Saturday, December 3, 2011

Chickens Milestone: 20 weeks

Today the chicks turned 20 weeks old!  It's an important milestone, as they are no longer adolescents, and are now 'pullets', or young adult birds.  This is also when they are due to start laying eggs -  I could have my first eggs any day now.  Last week I started switching their feed over from 'grower' to 'layer' ration.  This is supposed to happen at 20 weeks, as the layer feed has more calcium (and other nutrients) that laying hens need. However, I ran out of grower ration 2 weeks ago, and didnt want to buy another 25 pound of it when I needed a pound or two to last me from weeks 18 through 20. So I started to mix in the 'layer' feed to transition them over slowly (a few people in the farm co-op told me it was OK to do so).

Back to the eggs.  I could have some anytime now. The first few eggs are usually 'odd' (in terms of size/shape). They are usually small and odd shaped.  This happens while the chicken's system is getting used to laying eggs. After the first few, they are more or less 'normal' eggs.  I'll be sure to post pics of my first few eggs.
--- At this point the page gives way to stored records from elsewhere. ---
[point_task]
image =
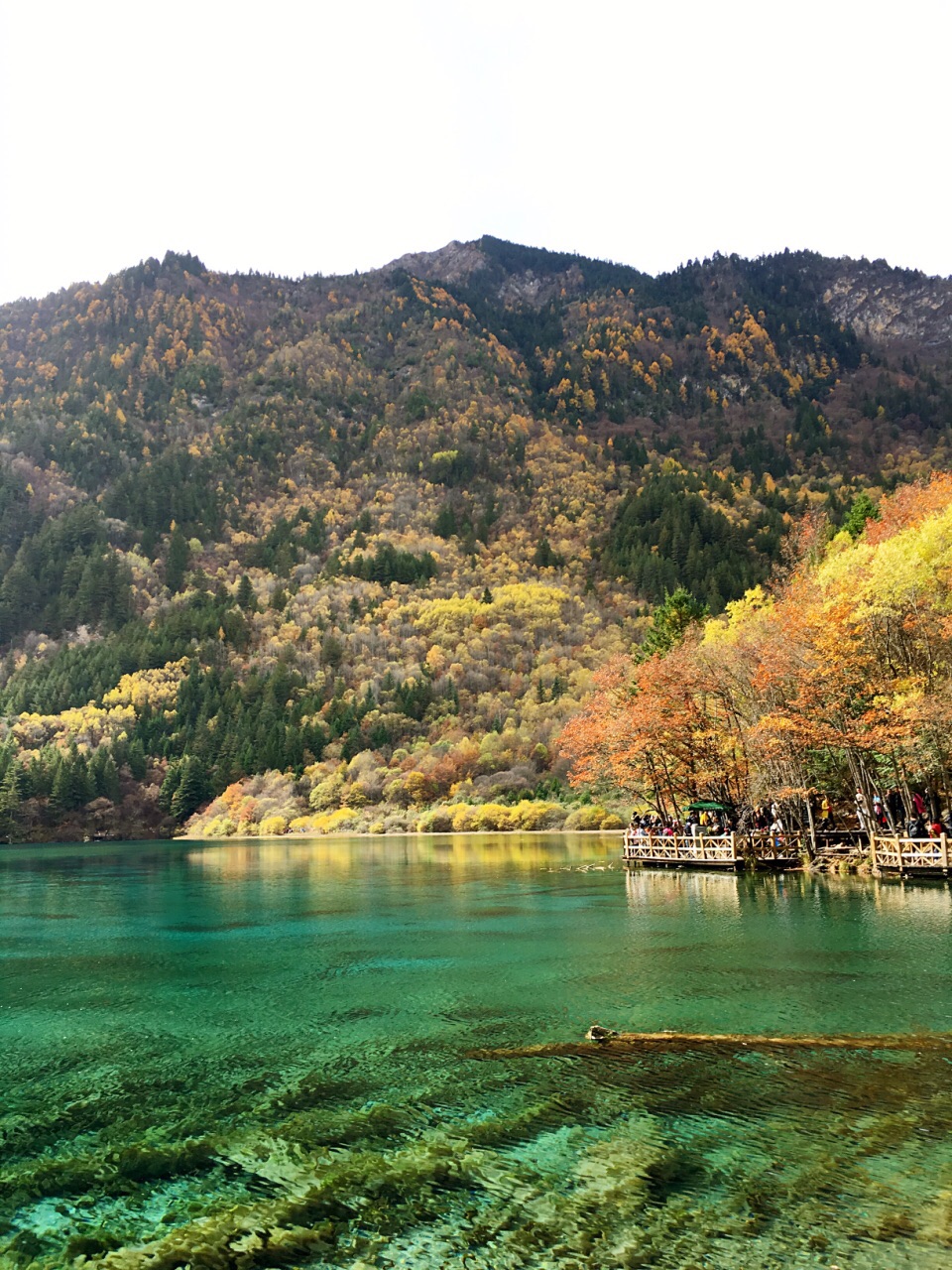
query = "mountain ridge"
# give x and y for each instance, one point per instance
(373, 524)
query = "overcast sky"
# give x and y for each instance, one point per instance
(327, 137)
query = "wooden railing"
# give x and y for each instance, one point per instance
(910, 855)
(722, 848)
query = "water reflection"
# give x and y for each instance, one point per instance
(347, 856)
(202, 1047)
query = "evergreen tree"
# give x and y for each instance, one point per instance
(191, 789)
(177, 561)
(671, 620)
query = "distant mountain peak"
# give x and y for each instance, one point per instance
(451, 263)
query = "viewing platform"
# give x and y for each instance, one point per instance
(892, 855)
(715, 851)
(912, 857)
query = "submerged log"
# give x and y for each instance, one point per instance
(599, 1040)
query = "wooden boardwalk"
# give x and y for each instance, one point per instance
(905, 857)
(714, 851)
(923, 857)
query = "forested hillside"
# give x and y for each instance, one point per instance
(347, 552)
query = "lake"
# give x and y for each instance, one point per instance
(262, 1055)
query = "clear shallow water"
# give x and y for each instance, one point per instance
(259, 1055)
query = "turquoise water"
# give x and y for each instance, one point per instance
(261, 1055)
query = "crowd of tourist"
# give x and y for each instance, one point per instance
(910, 815)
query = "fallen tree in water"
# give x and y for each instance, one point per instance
(602, 1040)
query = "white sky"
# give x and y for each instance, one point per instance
(329, 137)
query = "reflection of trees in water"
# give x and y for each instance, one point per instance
(344, 857)
(645, 888)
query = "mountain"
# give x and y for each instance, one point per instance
(354, 547)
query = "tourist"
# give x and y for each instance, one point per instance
(862, 811)
(895, 807)
(880, 813)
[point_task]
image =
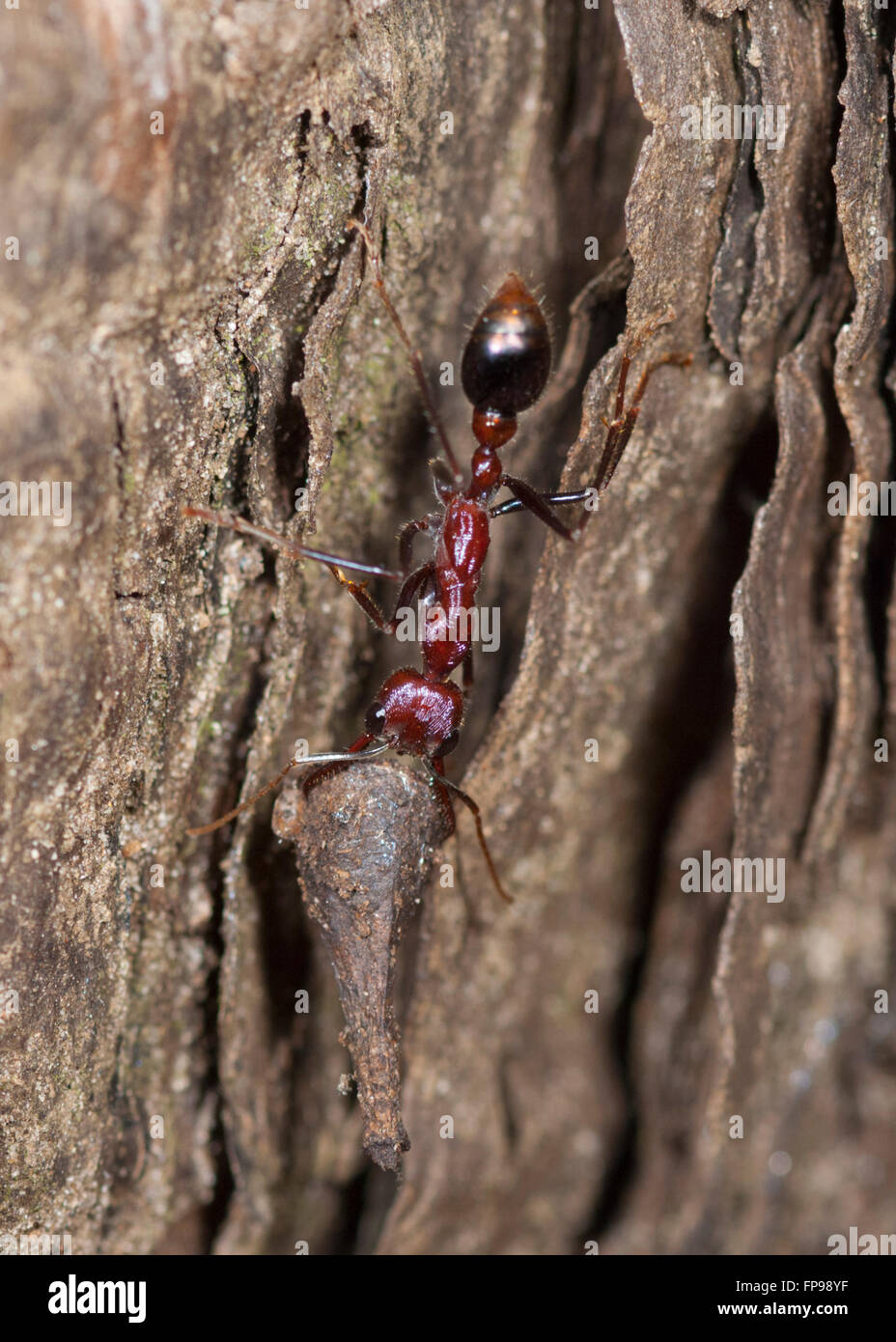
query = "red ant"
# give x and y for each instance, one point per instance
(503, 372)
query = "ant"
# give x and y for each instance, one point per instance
(503, 372)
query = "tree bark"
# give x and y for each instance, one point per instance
(188, 321)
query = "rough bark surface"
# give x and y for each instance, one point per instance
(186, 320)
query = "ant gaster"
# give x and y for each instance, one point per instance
(503, 372)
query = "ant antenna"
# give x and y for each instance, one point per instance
(327, 757)
(416, 365)
(468, 801)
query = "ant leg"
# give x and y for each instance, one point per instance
(406, 537)
(534, 502)
(333, 761)
(416, 365)
(557, 499)
(292, 547)
(619, 431)
(326, 770)
(436, 771)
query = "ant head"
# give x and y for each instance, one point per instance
(509, 353)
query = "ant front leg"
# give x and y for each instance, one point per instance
(620, 429)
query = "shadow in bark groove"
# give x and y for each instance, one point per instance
(679, 740)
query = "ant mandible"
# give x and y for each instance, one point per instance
(503, 372)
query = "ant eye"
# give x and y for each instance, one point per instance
(375, 718)
(509, 353)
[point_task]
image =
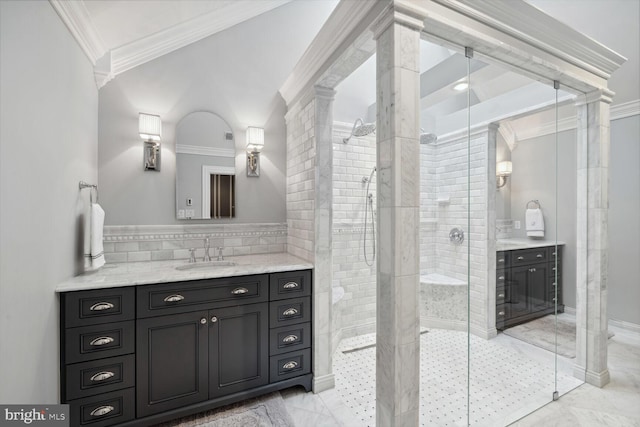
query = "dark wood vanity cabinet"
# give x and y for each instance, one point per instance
(181, 348)
(526, 285)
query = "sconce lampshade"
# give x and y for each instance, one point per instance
(150, 127)
(255, 139)
(504, 168)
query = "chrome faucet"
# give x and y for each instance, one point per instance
(207, 245)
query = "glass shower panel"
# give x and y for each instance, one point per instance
(444, 235)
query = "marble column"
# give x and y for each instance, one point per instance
(593, 140)
(323, 219)
(397, 35)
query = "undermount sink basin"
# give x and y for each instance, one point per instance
(204, 265)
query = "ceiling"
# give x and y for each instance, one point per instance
(119, 35)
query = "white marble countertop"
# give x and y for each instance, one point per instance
(148, 272)
(513, 244)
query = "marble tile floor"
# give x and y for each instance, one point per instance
(526, 402)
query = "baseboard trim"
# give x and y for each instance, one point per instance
(325, 382)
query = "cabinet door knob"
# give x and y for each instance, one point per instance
(290, 365)
(101, 306)
(101, 341)
(102, 376)
(102, 410)
(290, 312)
(174, 298)
(290, 338)
(290, 285)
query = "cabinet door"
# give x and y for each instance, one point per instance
(171, 361)
(238, 348)
(537, 283)
(517, 295)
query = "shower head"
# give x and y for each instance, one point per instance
(362, 129)
(428, 138)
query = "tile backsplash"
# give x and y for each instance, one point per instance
(166, 242)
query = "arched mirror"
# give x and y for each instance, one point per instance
(205, 167)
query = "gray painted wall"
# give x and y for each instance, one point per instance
(534, 177)
(48, 143)
(624, 222)
(236, 74)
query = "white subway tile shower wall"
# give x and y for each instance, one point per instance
(301, 179)
(154, 243)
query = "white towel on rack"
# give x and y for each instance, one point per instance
(534, 223)
(94, 249)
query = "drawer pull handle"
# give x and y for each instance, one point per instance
(291, 285)
(101, 306)
(102, 376)
(101, 341)
(102, 410)
(290, 365)
(290, 338)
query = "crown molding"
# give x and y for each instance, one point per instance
(205, 151)
(76, 17)
(149, 48)
(620, 111)
(341, 29)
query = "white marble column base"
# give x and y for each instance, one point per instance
(324, 382)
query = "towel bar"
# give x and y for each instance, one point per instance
(83, 184)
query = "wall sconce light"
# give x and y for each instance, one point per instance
(255, 142)
(150, 129)
(503, 170)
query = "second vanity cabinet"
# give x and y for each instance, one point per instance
(189, 346)
(526, 284)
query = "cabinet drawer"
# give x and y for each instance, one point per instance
(528, 256)
(289, 312)
(172, 298)
(502, 259)
(289, 338)
(99, 341)
(291, 284)
(98, 306)
(501, 277)
(103, 410)
(289, 365)
(100, 376)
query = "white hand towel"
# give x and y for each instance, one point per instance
(534, 223)
(94, 252)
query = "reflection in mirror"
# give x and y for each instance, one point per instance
(205, 167)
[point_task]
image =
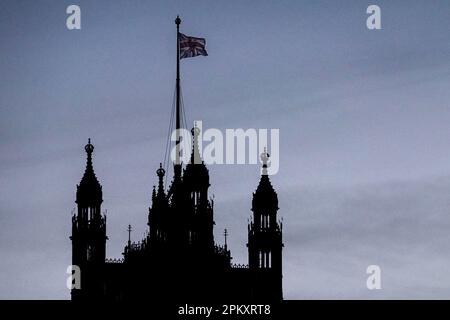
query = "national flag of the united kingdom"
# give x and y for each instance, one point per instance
(191, 46)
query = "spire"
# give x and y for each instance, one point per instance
(265, 195)
(89, 190)
(161, 172)
(195, 155)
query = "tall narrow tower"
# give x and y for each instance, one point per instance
(265, 240)
(196, 184)
(89, 233)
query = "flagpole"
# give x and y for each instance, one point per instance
(178, 125)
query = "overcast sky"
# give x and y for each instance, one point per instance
(363, 116)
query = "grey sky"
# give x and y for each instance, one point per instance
(363, 116)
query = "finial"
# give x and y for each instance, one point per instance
(89, 147)
(129, 234)
(160, 172)
(264, 159)
(225, 234)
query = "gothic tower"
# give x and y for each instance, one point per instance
(157, 218)
(265, 240)
(196, 183)
(89, 233)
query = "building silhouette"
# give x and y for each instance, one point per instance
(179, 258)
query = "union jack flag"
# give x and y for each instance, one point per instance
(191, 46)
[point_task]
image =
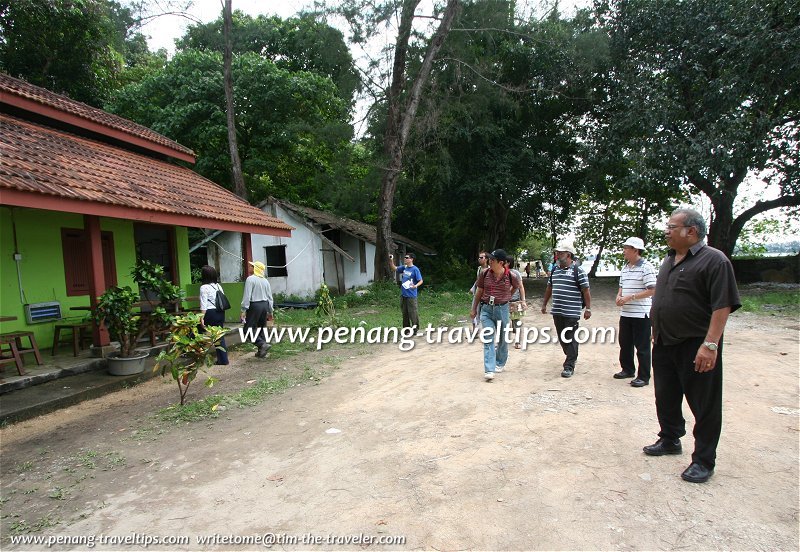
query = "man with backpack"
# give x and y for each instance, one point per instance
(568, 285)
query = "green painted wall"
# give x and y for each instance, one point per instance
(38, 237)
(234, 291)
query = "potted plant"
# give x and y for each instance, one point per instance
(116, 308)
(189, 351)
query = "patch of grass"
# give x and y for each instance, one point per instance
(87, 459)
(380, 307)
(114, 460)
(759, 301)
(19, 527)
(59, 493)
(43, 523)
(211, 407)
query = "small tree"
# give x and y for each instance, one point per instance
(189, 352)
(116, 307)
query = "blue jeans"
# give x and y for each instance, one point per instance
(494, 354)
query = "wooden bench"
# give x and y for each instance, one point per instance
(14, 342)
(12, 357)
(81, 333)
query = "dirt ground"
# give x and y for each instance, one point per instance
(415, 444)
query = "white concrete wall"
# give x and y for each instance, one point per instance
(225, 253)
(304, 273)
(353, 277)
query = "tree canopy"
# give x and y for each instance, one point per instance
(292, 126)
(73, 47)
(708, 96)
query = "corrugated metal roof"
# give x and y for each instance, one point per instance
(355, 228)
(39, 160)
(19, 88)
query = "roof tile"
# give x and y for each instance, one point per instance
(22, 89)
(40, 160)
I am slightly concerned that my girls will not know where to lay their eggs.  I may be worrying over nothing. Their egg boxes are in the top of their coop, a place where they seldom venture. So I'm worried they won't know to lay them in there, despite me putting some 'fake' eggs in their nestboxes.  This helps them to know where to lay.  They seek out someplace tucked away and quiet.  I keep showing them the nestboxes, so they know where they are.  Also, they free range in the yard all day, so Im worried that the urge will strike to lay, and they will do so someplace in the yard, and I'll never know they laid. There are several places in the yard that have lots of little smooth eggs shaped rocks, so Im worried they will mistake this for a nest and lay there.  Who knows, I may be worrying over nothing. 

Then there is the daylight issue.  With less than 12 hours/day, most hens stop/slow down laying in the winter.  Some people provide artificial light to trick their girls into laying through the winter.  I am currently doing nothing.  So with the diminished daylight, my girls may be slower to start laying. So much to worry about!